The real grocery stores? Now, I’m no fan of Whole Foods, especially since their hostile takeover and closure of Wild Oats. (Novelist Elizabeth Berg appropriately refers to the chain as Whole Paycheck in one of her books.) And I understand Cole’s point, that some people have the wrong idea about Whole Foods and Trader Joe’s. But to make that point, he should have put “real” in quote marks, i.e.:
The “real” grocery stores — like Albertsons, Lowe’s and Smith’s — participate in WIC and would be able to apply to the Health Department to make more of their items tax-free.
Calling the corporate stores that carry GMO and heavily processed foods “real” grocery stores is akin to saying those that carry organic and more healthful selections aren’t. (Notice how we’ve even acquiesced to the corporate line in our language? In the “real” world, unadulterated food would be just “food” in no need of an “organic” label; it’s the non-organic stuff that should be labeled with all the alterations and concoctions that have taken place.)
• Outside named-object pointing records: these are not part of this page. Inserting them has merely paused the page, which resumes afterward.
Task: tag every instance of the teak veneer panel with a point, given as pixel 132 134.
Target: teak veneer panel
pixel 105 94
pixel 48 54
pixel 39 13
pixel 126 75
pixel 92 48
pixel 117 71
One might even argue that Albertsons or Smith’s aren’t “real” grocery stores anymore, seeing as these supermarkets sell processed food-like products, paper goods, hardware, automotive items and pesticides, with a proportionately small section of farm- and ranch-produced foods thrown in.
Because of corporate influence – on both the production and selling ends of what we eat – food has become politicized. It’s time reporters, headline writers and editors tried their best to not buy into the industry line, but rather serve the consumer – the reader – when covering food and food issues, especially when it come to food products and health.